Parece que hay tanta necesidad de espantar el eterno fantasma de la crisis (industrial, profesional, creativa), tanta avidez por alzar la voz de la autoestima, el rescate o el respeto por lo diferente, que en ocasiones se sobredimensionan los logros de ciertas cintas hasta el punto de lo contraproducente.

Algo de eso ocurre, a mi entender, con La herida, el primer y premiado largo del sevillano Fernando Franco, un filme pequeño que ha de acarrear ya, tras su paso por San Sebastián y tras el generoso despliegue de elogios (todos muy parecidos) de cierto sector de la crítica, con un peso que, por su naturaleza, tal vez no le corresponda.

Ni tan nuevo ni tan otro, el filme de Franco asienta claramente sus referencias en la estética realista del seguimiento exterior y en el prestigio del pesimismo existencial como horizonte de su retrato de una mujer trastornada en caída libre. En efecto, como en el cine directo de los Dardenne, Kerrigan, Pichler o Lygizos, pero también como en otras cintas españolas recientes como La línea recta o No tengas miedo, la cámara se pega al personaje para acompañarlo en su zozobra diaria, en su pelea consigo misma, en un entorno urbano e impersonal aunque sin asomo de trasfondo social.

Con fotografía cruda y granulosa (16mm), sin música, pero, eso sí, con actores profesionales, La herida no busca tanto comprender, juzgar o justificar como observar un comportamiento límite, y para ello nos arrastra al mundo físico de Ana, a su mirada inexplicable y a sus acciones autodestructivas.
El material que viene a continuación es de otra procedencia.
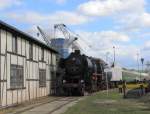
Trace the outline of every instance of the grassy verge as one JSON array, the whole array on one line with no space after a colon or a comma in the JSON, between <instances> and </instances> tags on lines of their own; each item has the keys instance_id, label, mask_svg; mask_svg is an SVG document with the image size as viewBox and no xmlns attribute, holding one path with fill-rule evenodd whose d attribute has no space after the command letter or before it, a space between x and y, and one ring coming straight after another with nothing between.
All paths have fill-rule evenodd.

El problema es que todo ello responde, en su modelo realista, a una fórmula conocida, lo cual no debería ser problema si la intensidad de las interpretaciones (razonable en la premiada Marian Álvarez, deficiente en el resto) o la credibilidad de las situaciones (la flácida relación con la madre, la boda del padre…) no hicieran pensar, como así ocurre, en un experimento de rigor formal que no termina de traspasar las fronteras de la ficción para quedarse en un lucido ejercicio de estilo. Y es ahí cuando nos parece que esta herida no termina de sangrar de verdad, cuando su apuesta por los límites del sufrimiento y el solipsismo se nos antoja menos radical de lo que su grito final desesperado y sus valedores quieren connotar para el presente de nuestro cine.